Just about every septic system will include a drainage area where the liquids within the main tank are allowed to pass through during the cleansing or purification process. In a drain field system, you normally have a septic tank, distribution box and lateral lines which make up your “field”. The field area may be crafted of tile, tubing or PVC piping and is surrounded by gravel and in some cases, special permeable soils are hauled in to help with the systems effectiveness. This cleansing takes place in the gravel area where high colony counts of bacteria continually break down small particles of waste into water and gas. The water is pulled down to the water table by gravity as it leaves your drain field and bacteria in the soils continue to purify all the way down, sometimes hundreds of feet deep!

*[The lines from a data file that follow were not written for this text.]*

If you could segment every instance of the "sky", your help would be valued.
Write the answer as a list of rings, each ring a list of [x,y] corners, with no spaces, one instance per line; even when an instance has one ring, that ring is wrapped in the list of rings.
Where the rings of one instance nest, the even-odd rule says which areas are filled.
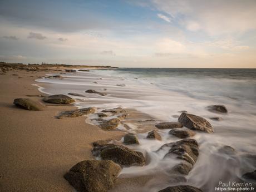
[[[0,0],[0,61],[256,68],[256,0]]]

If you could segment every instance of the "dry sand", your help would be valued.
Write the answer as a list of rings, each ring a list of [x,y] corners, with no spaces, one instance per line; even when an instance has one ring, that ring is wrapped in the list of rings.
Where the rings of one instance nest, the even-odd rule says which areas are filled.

Modern drain fields are constructed of PVC piping which have small holes every few inches to allow the effluent (liquid) to evenly seep into the ground percolation area where the lines are laid out. This cycle continues indefinitely as long as your drain field allows the liquid to pass freely. The drain field type design has been used to provide onsite waste treatment for thousands of homeowners around the globe and remains one of the most successful systems to date. This type of drainage system is most commonly used in areas that do not offer township waste water removal. Sometimes a homeowner may need to use a leaching field septic system because they cant actually tap into a septic main.